Following Jesus into God’s Family
Yesterday was the 50th anniversary of man walking on the moon.
I’ve heard about Apollo 11 my whole life. But this week I was surprised to discover it was also the 1st celebration of the Lord’s Supper on the Moon.
Buzz Aldrin, an elder at his Presbyterian church in Houston, brought Communion bread and a silver cup.
He planned to share the Communion with the world over the radio. But the atheist Madalyn Murray O’Hair had recently sued NASA, so they told him to keep his comments more general.
After unpacking the Communion elements and laying them in front of the guidance system, Aldrin said:
Houston, this is Eagle. This is the LM Pilot speaking. I would like to request a few moments of silence… to invite each person listening, wherever and whomever he may be, to contemplate for a moment the events of the past few hours and to give thanks in his own individual way.

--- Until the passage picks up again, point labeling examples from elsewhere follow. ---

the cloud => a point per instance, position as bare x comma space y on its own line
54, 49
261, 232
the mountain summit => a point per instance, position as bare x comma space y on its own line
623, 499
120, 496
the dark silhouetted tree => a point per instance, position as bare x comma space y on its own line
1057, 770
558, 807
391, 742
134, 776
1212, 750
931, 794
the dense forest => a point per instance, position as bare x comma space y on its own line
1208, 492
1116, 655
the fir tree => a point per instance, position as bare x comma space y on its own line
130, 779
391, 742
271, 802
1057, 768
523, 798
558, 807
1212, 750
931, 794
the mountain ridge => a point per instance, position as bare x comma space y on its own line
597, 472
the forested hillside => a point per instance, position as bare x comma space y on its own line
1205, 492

He then read John 15:5 which he’d handwritten on a scrap of paper. Where Jesus says
I am the vine, ye are the branches: He that abideth in me, and I in him, the same bringeth forth much fruit: for without me ye can do nothing.
Then he partook of the Supper. Aldrin later said.

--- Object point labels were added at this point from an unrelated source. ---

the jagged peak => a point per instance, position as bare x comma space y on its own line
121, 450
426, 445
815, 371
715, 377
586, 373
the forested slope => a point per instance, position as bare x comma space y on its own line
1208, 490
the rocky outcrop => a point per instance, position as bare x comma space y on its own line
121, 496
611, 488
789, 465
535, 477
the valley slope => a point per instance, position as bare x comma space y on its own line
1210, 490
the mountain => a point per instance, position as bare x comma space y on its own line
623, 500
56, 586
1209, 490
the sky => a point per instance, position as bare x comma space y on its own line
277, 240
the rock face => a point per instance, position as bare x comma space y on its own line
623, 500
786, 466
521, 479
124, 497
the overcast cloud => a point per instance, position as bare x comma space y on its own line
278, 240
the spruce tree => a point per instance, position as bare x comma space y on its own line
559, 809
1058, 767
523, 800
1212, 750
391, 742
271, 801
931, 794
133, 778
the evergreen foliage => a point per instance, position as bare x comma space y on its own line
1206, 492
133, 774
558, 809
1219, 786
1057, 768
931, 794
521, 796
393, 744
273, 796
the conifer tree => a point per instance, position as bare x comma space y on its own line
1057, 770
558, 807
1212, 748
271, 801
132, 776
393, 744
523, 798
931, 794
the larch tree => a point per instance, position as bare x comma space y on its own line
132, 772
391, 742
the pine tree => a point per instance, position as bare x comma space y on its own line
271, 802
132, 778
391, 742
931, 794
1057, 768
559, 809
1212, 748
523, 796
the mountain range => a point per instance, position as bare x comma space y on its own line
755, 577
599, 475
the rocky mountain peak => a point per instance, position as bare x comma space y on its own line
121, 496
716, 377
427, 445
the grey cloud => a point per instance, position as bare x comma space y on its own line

“In the one-sixth gravity of the moon, the wine curled slowly and gracefully up the side of the cup. It was interesting to think that the very first liquid ever poured on the moon, and the first food eaten there, were communion elements.”
As much as I thought I knew about Apollo 11, that was a surprising story.
Back in May, we looked at the surprising response of a Syrophoenician mother.
Today we’ll look at the surprising statement Jesus made to her. And how this surprising story points to the reason we’re here today—gathered around this Communion table.